それからひと月程経ち、続いて学院の次の行事ブランディア学院祭が始まった。この行事は生徒達が催し物をしたり、外部から商人が店を出したりして一番盛り上がるイベントだ。三日間続く。


今年もクリスハルトは学院祭の運営に忙しくて、さすがにミリーのそばにはいなかった。ほっとしたアリシアはいつもの仲間達と出店を廻っていた。今日は最終日だ。メアリーはジルと、ミランダはエマの隣にいる。ミランダ、婚約者の方はどうしたの?普通、二人で廻ったりするだろうに。

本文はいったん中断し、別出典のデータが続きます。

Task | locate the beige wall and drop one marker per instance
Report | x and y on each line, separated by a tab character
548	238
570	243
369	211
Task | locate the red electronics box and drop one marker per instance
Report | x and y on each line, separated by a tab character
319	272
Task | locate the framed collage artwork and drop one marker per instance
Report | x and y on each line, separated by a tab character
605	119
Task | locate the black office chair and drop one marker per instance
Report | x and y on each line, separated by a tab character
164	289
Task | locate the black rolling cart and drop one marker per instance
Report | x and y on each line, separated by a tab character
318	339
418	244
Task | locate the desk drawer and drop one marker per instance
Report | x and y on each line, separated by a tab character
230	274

それから、もうひとつ、アーデンとカールは一週間の謹慎になった。それぞれの家で説教を食らい、学院でも評判はがた落ちだ。そのアーデン、カール、ボビー三人でつるんでいるらしい。


よからぬことを考えてなければいいのだけれど…


そんなことを考えながら歩いていると、向こうからその三人が歩いて来るのが見えた。そして驚いたことにその真ん中にミリーがいたのである。三人を引き連れるようにミリーが歩いて来る。目の前に来るとアーデンが絡んで来た。


「お前達、あの時はひどい目に合わせてくれたな」


全く反省していないようだ。


「おかげで俺達は家でも学院でも散々な目にあった。お前達のせいだ。どうしてくれる」


その上言いがかりまで付けてくる。


「ご自分のせいでしょう?まだ絡んでくるのですか?」


ミランダが反撃している。


「アーデン様、あの時のことは終わったはずです。まだ、文句があるなら騎士科が受けて立ちますよ」


オリバーが前に立って言ってくれた。


「騎士科の上級生に向かってその態度はなんだ。オリバー、優勝したからっていい気になるなよ。生意気なんだよ」


今度はボビーが反撃してきた。面倒くさい人達に絡まれてしまった。


その時、ミリーは話の途中で駆け出した。


「クリスハルト様!ずっと捜してたんです」


と言って、駆け寄るミリーの先にはクリスハルトとアレクサンドラがいた。


アーデン達三人はクリスハルトを見るとそそくさと逃げていった。それと入れ替わるように、取り巻きの令嬢達が現れて、またもやミリーに対して口を開いた。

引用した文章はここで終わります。